Странно: он увидел маму, какой она была до Новой Бенгалии. Не ту растолстевшую пожилую женщину, неожиданно получившую больше, чем мечтала, потерявшую цель и оттого капризную, раздражительную и порой раздражающую, а ту маму, что имела в жизни только цель и непослушного сына, то ли оболтуса, то ли гения. «Здравствуй, мама», – попытался выговорить Эрвин и, к своему удивлению, выговорил.
«Здравствуй, сынок».
«Что случилось, мама? Я тоже умер?»
«Почему тоже? Разве я мертвая? Подойди ко мне. Возьми меня за руку и убедись: я живая. Хочешь, спрошу тебя, сколько будет семьсот девяносто шесть умножить на шестьсот семьдесят девять?»
«Я не знаю. Я разучился считать в уме».
«Будто бы! Ты опять шутишь…»
«Оставим эту тему, мама. Как ты живешь? Не надо ли тебе чего?»

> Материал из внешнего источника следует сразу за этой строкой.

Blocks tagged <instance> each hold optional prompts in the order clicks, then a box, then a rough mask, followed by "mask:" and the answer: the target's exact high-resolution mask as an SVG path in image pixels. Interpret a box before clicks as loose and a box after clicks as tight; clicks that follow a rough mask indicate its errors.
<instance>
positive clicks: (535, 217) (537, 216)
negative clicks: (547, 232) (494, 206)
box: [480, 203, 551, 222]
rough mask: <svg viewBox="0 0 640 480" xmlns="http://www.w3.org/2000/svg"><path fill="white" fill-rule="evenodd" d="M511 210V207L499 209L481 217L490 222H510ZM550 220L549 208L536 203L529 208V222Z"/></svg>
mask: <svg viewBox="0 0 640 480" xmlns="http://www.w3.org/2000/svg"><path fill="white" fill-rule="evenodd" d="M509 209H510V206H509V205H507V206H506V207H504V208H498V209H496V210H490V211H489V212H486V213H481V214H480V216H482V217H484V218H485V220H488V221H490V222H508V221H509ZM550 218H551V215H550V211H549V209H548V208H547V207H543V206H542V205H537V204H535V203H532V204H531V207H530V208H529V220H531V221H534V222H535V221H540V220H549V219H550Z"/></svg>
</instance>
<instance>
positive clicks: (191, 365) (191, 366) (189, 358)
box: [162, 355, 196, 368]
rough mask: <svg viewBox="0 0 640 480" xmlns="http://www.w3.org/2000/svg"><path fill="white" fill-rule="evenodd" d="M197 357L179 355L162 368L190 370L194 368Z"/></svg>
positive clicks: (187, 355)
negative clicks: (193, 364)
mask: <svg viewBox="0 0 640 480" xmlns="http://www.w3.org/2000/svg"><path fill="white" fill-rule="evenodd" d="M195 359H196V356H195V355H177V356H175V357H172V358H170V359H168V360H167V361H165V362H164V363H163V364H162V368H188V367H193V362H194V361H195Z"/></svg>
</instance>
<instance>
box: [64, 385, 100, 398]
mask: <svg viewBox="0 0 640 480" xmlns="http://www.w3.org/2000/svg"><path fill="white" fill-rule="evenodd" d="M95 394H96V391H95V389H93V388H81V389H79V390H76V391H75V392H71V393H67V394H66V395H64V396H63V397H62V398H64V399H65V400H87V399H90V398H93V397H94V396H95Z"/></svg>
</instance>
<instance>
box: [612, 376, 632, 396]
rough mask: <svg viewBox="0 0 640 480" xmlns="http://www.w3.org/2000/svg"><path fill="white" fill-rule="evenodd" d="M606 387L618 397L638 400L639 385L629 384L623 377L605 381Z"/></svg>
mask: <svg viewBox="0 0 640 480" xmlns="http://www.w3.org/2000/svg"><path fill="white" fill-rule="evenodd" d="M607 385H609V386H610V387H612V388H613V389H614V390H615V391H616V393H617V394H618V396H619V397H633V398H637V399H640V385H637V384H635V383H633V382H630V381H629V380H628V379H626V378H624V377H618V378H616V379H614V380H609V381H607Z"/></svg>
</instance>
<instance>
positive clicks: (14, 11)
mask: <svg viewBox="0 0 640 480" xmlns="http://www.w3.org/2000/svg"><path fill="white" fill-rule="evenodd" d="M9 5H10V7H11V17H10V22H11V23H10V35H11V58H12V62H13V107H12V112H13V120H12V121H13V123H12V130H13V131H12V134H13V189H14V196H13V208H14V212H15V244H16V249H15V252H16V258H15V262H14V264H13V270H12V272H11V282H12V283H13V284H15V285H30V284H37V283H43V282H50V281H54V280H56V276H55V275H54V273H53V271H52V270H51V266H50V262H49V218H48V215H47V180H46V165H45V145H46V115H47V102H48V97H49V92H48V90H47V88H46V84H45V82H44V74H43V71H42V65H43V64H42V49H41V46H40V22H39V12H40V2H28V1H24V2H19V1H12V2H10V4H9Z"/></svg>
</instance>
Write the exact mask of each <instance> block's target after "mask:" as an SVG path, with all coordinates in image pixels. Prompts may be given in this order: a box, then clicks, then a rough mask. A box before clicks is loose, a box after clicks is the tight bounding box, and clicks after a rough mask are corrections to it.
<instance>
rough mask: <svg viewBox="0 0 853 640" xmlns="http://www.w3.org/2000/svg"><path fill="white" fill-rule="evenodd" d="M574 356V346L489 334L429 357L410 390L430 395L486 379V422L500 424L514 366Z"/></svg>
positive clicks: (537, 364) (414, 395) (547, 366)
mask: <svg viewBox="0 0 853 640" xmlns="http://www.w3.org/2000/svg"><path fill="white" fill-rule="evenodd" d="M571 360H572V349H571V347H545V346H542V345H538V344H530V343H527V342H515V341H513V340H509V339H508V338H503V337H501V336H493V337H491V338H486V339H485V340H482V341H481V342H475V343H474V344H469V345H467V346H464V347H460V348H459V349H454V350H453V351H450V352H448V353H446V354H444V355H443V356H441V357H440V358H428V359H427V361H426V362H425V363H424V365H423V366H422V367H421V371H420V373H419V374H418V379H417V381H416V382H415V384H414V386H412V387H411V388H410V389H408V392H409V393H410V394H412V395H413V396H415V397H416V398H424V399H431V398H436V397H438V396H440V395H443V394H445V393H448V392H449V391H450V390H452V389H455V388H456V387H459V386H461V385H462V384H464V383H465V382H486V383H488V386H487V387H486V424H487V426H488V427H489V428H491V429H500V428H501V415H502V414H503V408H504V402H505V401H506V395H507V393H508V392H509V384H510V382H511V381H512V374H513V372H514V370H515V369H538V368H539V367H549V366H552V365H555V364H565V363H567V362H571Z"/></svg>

«Что мне сделается. Живу… Ты-то как? Добился, чего хотел?»
«Разве всего добьешься? Наверное, я хотел слишком многого».
Он хотел еще сказать «хотел поднять камень не по себе и надорвался», и смолчал, потому что знал: мама огорчится. Но мама вдруг куда-то исчезла, мир стал однотонно-серым, скучным, как тюремная камера, и Эрвин не мог понять, куда все пропало и как вернуть это вновь. Но у тюремной камеры есть хотя бы стены, а здесь не было даже стен – только бесконечно-серое пространство во все стороны и мертво зависший в нем человек. Хотелось что-то делать, но не было точки приложения сил. Какой-то шепот временами доносился извне, и был он тих, а слова непонятны. Потом смолк и шепот.
Прошла вечность.
Может быть, не совсем вечность, но около того. Вечность ведь не может кончиться, а эта кончилась.
И снова шепот, но уже понятный:
«Эрвин! Эрвин Канн! Ты здесь?»
«Здесь», – ответил он, вновь удивившись тому, что ему удалось выговорить это слово с первой попытки.
«Наконец-то! Давай приходи в себя. Пора уже».
Теперь уже не шепот, а внятный голос. Эрвин даже знал – чей.
«Что пора?» – спросил он, понимая, что не издает ни звука.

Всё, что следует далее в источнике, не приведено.